As a loving husband, and with a love fully reciprocated by Juana, it would be difficult in those times to find better. We are lucky enough to have access to records of husbands, sons and fathers who wrote letters copiously when on active service, and Harry and Juana were no exceptions. They were lucky to have suffered little real separation (only America) even by today’s standards and no complications with children. Had they had any it is conceivable that things might have turned out differently. Juana gave up everything for Harry: country, family and friends. But she was happy to do so. They were generous with their money when they had it and easily made friends across the social spectrum. They were both equally at ease with the rough soldiery as they were with the crowned heads of Europe. They entertained well but not over-lavishly and much enjoyed other people’s company.
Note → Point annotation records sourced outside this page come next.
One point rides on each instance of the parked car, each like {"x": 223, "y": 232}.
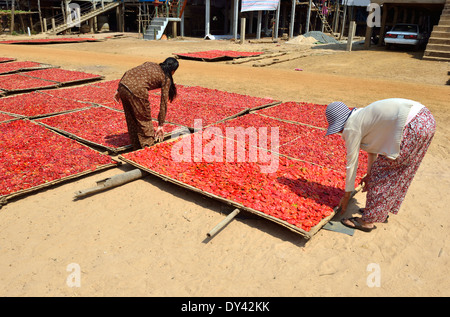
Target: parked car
{"x": 406, "y": 34}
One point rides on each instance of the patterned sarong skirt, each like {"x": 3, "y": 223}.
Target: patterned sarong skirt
{"x": 390, "y": 179}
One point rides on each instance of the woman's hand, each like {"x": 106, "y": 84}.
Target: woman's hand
{"x": 365, "y": 182}
{"x": 117, "y": 97}
{"x": 159, "y": 135}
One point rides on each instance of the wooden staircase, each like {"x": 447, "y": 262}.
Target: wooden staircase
{"x": 63, "y": 26}
{"x": 438, "y": 47}
{"x": 163, "y": 15}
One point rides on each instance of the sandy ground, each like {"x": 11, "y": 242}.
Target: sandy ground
{"x": 148, "y": 237}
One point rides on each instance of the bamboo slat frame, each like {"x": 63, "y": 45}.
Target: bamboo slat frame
{"x": 5, "y": 198}
{"x": 15, "y": 116}
{"x": 213, "y": 59}
{"x": 8, "y": 59}
{"x": 25, "y": 69}
{"x": 71, "y": 82}
{"x": 306, "y": 234}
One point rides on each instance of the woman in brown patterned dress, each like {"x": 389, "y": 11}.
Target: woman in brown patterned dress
{"x": 133, "y": 92}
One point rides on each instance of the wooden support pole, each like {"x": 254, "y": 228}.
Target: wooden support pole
{"x": 277, "y": 21}
{"x": 12, "y": 16}
{"x": 223, "y": 223}
{"x": 207, "y": 17}
{"x": 258, "y": 25}
{"x": 235, "y": 18}
{"x": 384, "y": 12}
{"x": 351, "y": 34}
{"x": 291, "y": 25}
{"x": 242, "y": 40}
{"x": 308, "y": 17}
{"x": 111, "y": 182}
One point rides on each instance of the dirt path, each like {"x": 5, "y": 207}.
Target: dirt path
{"x": 147, "y": 238}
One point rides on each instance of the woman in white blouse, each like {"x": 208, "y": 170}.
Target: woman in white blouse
{"x": 396, "y": 134}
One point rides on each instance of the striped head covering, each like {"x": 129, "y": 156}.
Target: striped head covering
{"x": 337, "y": 114}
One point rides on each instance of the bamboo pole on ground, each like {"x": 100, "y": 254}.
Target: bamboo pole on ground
{"x": 223, "y": 223}
{"x": 111, "y": 182}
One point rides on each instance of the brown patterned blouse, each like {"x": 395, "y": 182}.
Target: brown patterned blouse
{"x": 140, "y": 79}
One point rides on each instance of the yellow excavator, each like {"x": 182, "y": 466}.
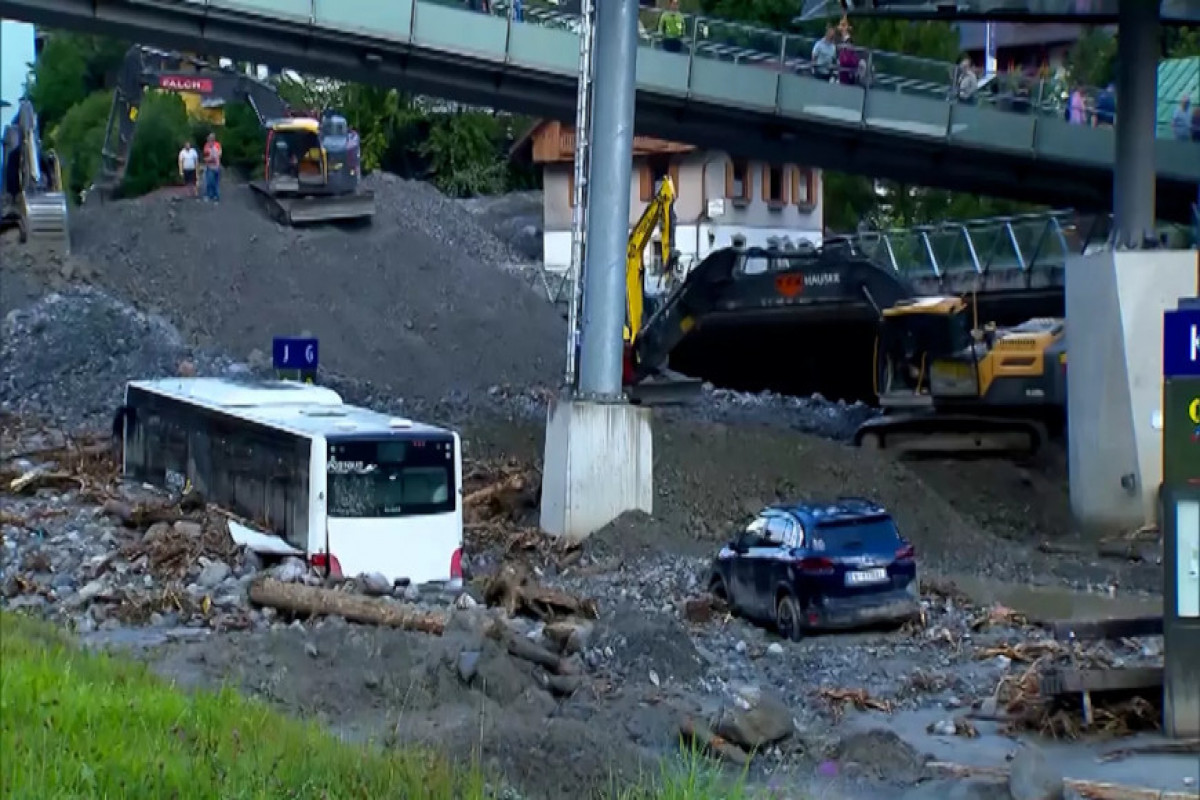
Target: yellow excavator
{"x": 663, "y": 386}
{"x": 948, "y": 385}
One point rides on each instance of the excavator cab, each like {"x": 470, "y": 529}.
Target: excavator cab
{"x": 295, "y": 158}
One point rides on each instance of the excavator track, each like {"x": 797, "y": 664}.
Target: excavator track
{"x": 46, "y": 221}
{"x": 957, "y": 434}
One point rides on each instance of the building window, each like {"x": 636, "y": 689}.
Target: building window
{"x": 774, "y": 185}
{"x": 804, "y": 187}
{"x": 737, "y": 181}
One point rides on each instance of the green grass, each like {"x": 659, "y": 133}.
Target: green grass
{"x": 76, "y": 723}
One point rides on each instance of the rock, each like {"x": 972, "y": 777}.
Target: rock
{"x": 156, "y": 531}
{"x": 189, "y": 528}
{"x": 213, "y": 575}
{"x": 1032, "y": 777}
{"x": 957, "y": 789}
{"x": 291, "y": 570}
{"x": 754, "y": 719}
{"x": 375, "y": 584}
{"x": 468, "y": 665}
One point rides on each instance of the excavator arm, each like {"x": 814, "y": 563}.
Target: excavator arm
{"x": 33, "y": 196}
{"x": 658, "y": 214}
{"x": 149, "y": 68}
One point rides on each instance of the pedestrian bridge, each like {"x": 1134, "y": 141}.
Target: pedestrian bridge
{"x": 768, "y": 108}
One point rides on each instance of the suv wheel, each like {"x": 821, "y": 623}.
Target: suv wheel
{"x": 718, "y": 589}
{"x": 787, "y": 618}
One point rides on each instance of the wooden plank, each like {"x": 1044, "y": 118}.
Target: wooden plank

So, not a complicated mixture, but a mixture nevertheless of courage, impetuosity, charm, not always the best of judges, but, above all, with a sense of humour and happiness in each other’s company.
Thus ends this extraordinary and enduring love story between two, on the face of it, ill-matched people: the distraught fourteen-year-old Spanish aristocrat fleeing the carnage of Badajoz, and the 25-year-old, combat experienced, worldly wise, English officer. They both had their tempers and tantrums, but like many that do, quickly made up and fell into each other’s arms. They attracted devotion from those who surrounded them, the classic example being Harry’s orderly, West. Juana endeared herself to the hard-bitten Peninsula soldiery amongst whom she slept, wrapped in a blanket by her horse, and with the Sepoys at Maharajpore, riding her elephant into battle. Harry properly concentrated on his job in hand but he always had Juana’s welfare in mind the moment he had a chance. He fully realized the anxieties she had when she knew he was away fighting. Juana was much loved by Harry’s family and it was a mark of their character that they took this Spanish girl in so readily and made her one of them.
Harry’s last thoughts were for Juana, her welfare and his great desire that they should be buried together.
They were, and were never again divided.